Quand les recruteurs espionnent les réseaux sociaux…
Je postule pour un emploi et lors de l’interview, on m’annonce que la société pratique des contrôles “pré-emploi” pour vérifier les informations de mon C.V., notamment sur Internet. Est-ce légal?
Selon certains professionnels, jusqu’à trois curriculums sur quatre seraient trompeurs. Le principe de confiance dans les déclarations des candidats tend aujourd’hui à disparaître. Les entreprises, soucieuses de s’épargner des coûts pour un recrutement malheureux mais aussi de prévenir un risque d’atteinte à leur réputation, ont donc recours de plus en plus souvent à des contrôles avant emploi ou “screening pré-emploi”, soit en interne soit via des fournisseurs externes. Ces contrôles visent à déterminer la fiabilité des informations fournies par le candidat et s’assurer de l’absence d’éléments critiques.
En l’état actuel de la législation belge, rien n’interdit à un employeur de mettre en place ce type de contrôle. Et notamment, dans ce cadre, de vérifier les sources disponibles telles que références, publications papier, diplômes… et évidemment, sur Internet. A ce titre, la consultation des informations disponibles publiquement sur des médias sociaux professionnels (type LinkedIn ou Viadeo) ou privés (type Facebook ou Instagram) peut s’avérer très utile aux recruteurs.
Cependant, la société devra tenir compte de la convention collective de travail (CCT) n°38 qui impose pendant le processus de sélection (toutes les démarches en vue d’engager du personnel) de respecter la vie privée du candidat. Ce qui implique de ne pouvoir poser des questions (en entretien) sur la vie privée que si elles sont en rapport avec la nature et les conditions d’exercice de la fonction. On peut étendre ce principe aux données collectées sur Internet. C’est d’ailleurs la position de la CNIL, l’autorité de régulation de la vie privée en France. Ainsi, une vérification des informations financières pourra être acceptable pour un directeur financier.
Dans le cas de médias sociaux professionnels, on peut a priori considérer les informations qui s’y trouvent comme étant de nature professionnelle, ce qui n’est pas le cas pour les informations disponibles sur les médias sociaux privés. Un recruteur peut très facilement y trouver des renseignements sur la situation familiale, les opinions politiques ou encore les orientations sexuelles d’un candidat. Or, la prise en compte de ces éléments peut influencer la décision, qui ne reposerait donc plus uniquement sur les qualifications et les compétences de la personne. Et la CCT 38 prévoit qu’un candidat a le droit de savoir pourquoi il a été refusé.
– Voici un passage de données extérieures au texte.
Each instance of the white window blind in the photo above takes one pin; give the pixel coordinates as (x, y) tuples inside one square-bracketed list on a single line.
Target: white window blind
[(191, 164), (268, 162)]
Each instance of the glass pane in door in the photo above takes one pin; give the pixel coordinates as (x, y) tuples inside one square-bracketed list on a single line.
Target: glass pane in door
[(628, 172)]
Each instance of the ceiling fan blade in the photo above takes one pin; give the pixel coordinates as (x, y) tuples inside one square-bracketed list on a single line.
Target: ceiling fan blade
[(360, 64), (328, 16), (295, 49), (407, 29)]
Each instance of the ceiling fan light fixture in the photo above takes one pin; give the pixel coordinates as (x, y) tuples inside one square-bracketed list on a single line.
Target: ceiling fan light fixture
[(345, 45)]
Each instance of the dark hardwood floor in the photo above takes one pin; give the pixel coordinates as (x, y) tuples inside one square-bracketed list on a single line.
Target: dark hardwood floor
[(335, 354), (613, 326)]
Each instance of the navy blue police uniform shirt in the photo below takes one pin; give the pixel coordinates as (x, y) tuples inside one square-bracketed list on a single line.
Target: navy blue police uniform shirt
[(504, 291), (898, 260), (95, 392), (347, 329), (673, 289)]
N’oublions évidemment pas le fameux RGPD (Règlement général sur la protection des données) qui impose plusieurs obligations à l’employeur, notamment celles d’obtenir le consentement ou de pouvoir justifier d’un intérêt légitime, et d’avoir informé le candidat des finalités, des destinataires, de la durée de conservation des données et de ses droits (portabilité, refus, prise de connaissance et correction).
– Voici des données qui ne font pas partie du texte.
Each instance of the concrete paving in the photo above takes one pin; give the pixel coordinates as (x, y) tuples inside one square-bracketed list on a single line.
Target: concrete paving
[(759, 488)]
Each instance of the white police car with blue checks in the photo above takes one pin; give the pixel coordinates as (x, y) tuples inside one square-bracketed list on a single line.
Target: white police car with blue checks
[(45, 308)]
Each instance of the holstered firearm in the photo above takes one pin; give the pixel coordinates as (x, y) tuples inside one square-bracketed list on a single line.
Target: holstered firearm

Enfin, on veillera à ce que le contrôle soit proportionné, qu’il soit limité dans le temps et ne mène pas à des discriminations illicites.
Soulignons encore que, lorsque la société fait appel aux services de tiers, ceux-ci peuvent être considérés comme tombant sous le coup de la loi du 16 juillet 1991 sur les détectives privés qui impose diverses autres obligations (agréation, rapport, etc.).